The simplest approach is to look at the differences in the WT (wild-type) and mutant amino acids. Please write for each of the 10 mutations a short summary about the physicochemical properties and changes.

Also, you will have to create a picture with PyMOL showing the original and mutated residue in the protein in a close-up. Use PyMOL for this[1]. This is purely for visualization and structural analysis will be introduced in the next task.

Next, we can look at the BLOSUM62 and PAM(1/250) matrix. What are the scores for the amino acid substitutions? Is it the worst possible substitution or not? Can we say anything about phenotype from this?

Getting a bit closer to evolution you will have to create a PSSM (position specific scoring matrix) for your protein sequence using PSI-BLAST (5 iterations). How conserved are the WT residues in your mutant positions? How is the conservation for the mutant? Anything interesting?

And another step close to evolution. Identify all mammalian homologous sequences. Create a multiple sequence alignment for them with a method of your choice. Using this you can now calculate conservation for WT and mutant residues again. Compare this to the matrix- and PSSM-derived results.

Using your secondary structure predictions from the previous tasks, investigate whether the mutations are inside secondary structure elements (Helix, Strand) or not.

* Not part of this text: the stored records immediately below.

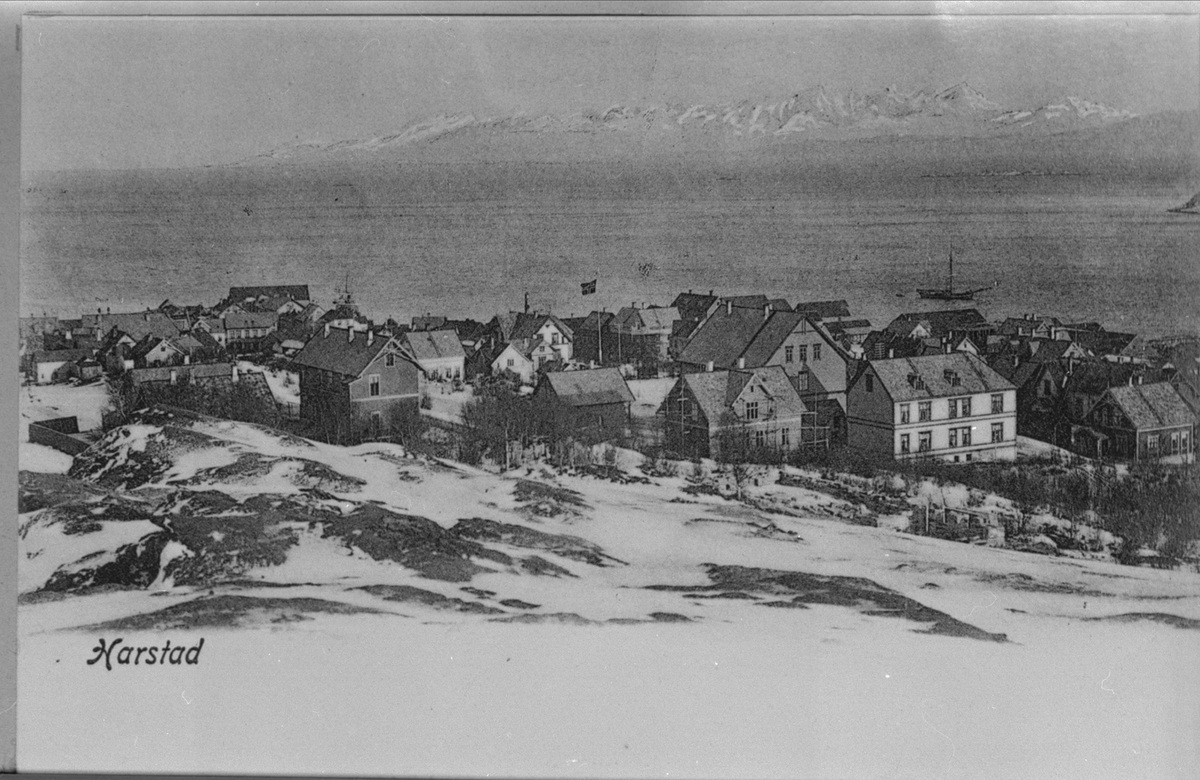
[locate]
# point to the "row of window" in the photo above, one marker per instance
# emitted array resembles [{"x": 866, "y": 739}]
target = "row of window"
[
  {"x": 959, "y": 408},
  {"x": 1173, "y": 444},
  {"x": 957, "y": 437},
  {"x": 802, "y": 352}
]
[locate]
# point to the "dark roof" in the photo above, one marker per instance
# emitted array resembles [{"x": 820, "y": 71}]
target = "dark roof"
[
  {"x": 940, "y": 322},
  {"x": 717, "y": 390},
  {"x": 342, "y": 351},
  {"x": 138, "y": 324},
  {"x": 251, "y": 319},
  {"x": 723, "y": 336},
  {"x": 823, "y": 310},
  {"x": 973, "y": 375},
  {"x": 1103, "y": 342},
  {"x": 589, "y": 388},
  {"x": 693, "y": 305},
  {"x": 766, "y": 342},
  {"x": 295, "y": 292},
  {"x": 60, "y": 355},
  {"x": 433, "y": 345},
  {"x": 195, "y": 371},
  {"x": 1093, "y": 377},
  {"x": 1152, "y": 406},
  {"x": 841, "y": 325}
]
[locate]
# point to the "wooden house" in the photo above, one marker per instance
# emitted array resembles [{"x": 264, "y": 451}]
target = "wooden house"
[
  {"x": 593, "y": 405},
  {"x": 947, "y": 406},
  {"x": 438, "y": 353},
  {"x": 355, "y": 384},
  {"x": 1139, "y": 423},
  {"x": 730, "y": 413}
]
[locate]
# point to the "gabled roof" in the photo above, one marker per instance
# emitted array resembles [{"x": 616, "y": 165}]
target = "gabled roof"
[
  {"x": 138, "y": 324},
  {"x": 60, "y": 355},
  {"x": 251, "y": 319},
  {"x": 927, "y": 377},
  {"x": 342, "y": 351},
  {"x": 717, "y": 390},
  {"x": 723, "y": 336},
  {"x": 823, "y": 310},
  {"x": 940, "y": 322},
  {"x": 589, "y": 388},
  {"x": 1093, "y": 377},
  {"x": 295, "y": 292},
  {"x": 693, "y": 305},
  {"x": 1152, "y": 406},
  {"x": 435, "y": 345}
]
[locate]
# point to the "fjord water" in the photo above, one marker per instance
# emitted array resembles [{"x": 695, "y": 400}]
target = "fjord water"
[{"x": 472, "y": 239}]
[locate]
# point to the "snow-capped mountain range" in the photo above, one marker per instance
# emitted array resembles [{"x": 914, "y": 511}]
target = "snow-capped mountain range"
[{"x": 810, "y": 113}]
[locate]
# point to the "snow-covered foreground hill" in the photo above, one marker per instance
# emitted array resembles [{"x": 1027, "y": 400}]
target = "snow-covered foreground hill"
[{"x": 364, "y": 611}]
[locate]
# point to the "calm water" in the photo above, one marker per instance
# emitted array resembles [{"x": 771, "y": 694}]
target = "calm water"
[{"x": 469, "y": 240}]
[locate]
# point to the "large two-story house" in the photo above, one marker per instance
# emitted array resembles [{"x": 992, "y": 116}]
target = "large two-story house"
[
  {"x": 948, "y": 406},
  {"x": 357, "y": 384},
  {"x": 743, "y": 339},
  {"x": 755, "y": 411}
]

Finally, we use three different approaches to score our mutants. SNAP is installed on the VirtualBox and should be used command-line only.

As a comparison we use:

As blast is the bottleneck of SNAP we might as well look at all possible substitutions in the position of our mutations. This way we can learn much more about the nature of the given mutation. Is our mutation problematic because we introduce an unwanted effect, or because the WT residue is essential and by mutating we remove that?

Compare ALL results and create an overview table. Try to come up with a consensus between all the findings requested above. Check whether you are right in the HGMD – were you able to predict a change? For this task it is very important to us that you properly interpret and discuss your results. The production of the data should not take that long – so you have more time to do real science!